Several states, including Oregon, Illinois, plus Washington, D.C., have already enacted legislation to restrict prison-to-ICE transfers.
Law enforcement groups that had opposed the broader VISION Act took no position on the HOME Act, so the bill faced no organized opposition.
In California, sanctuary laws prevent local police and sheriffs from cooperating in immigration enforcement much of the time. But there’s a broad exemption for prisons. CDCR documents recently obtained under public records laws by the ACLU of Northern California show that in just two months last year California turned over 200 people to ICE after they’d served their time in prison. In addition, the records show, incarcerated people who have been flagged for ICE are barred from many re-entry programs in prison.
“The Governor may claim that he supports rehabilitation and second chances,” said the ICE Out of California Coalition. “Yet he cannot praise rehabilitation in one breath, but condone the racist targeting of immigrants for detention and deportation in the next.”

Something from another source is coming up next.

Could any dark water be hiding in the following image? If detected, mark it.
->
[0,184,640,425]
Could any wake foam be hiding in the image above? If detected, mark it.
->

One person who knows the toll of the current policy is Los Angeles resident Sandra Castañeda. She served 19 years of a 40-year murder sentence she received for driving a van out of which a man shot and killed someone. But her conviction was vacated after California reformed a law that had caused people like her to be sentenced for murders they did not commit. In addition, Newsom commuted her sentence, based on her rehabilitation in prison.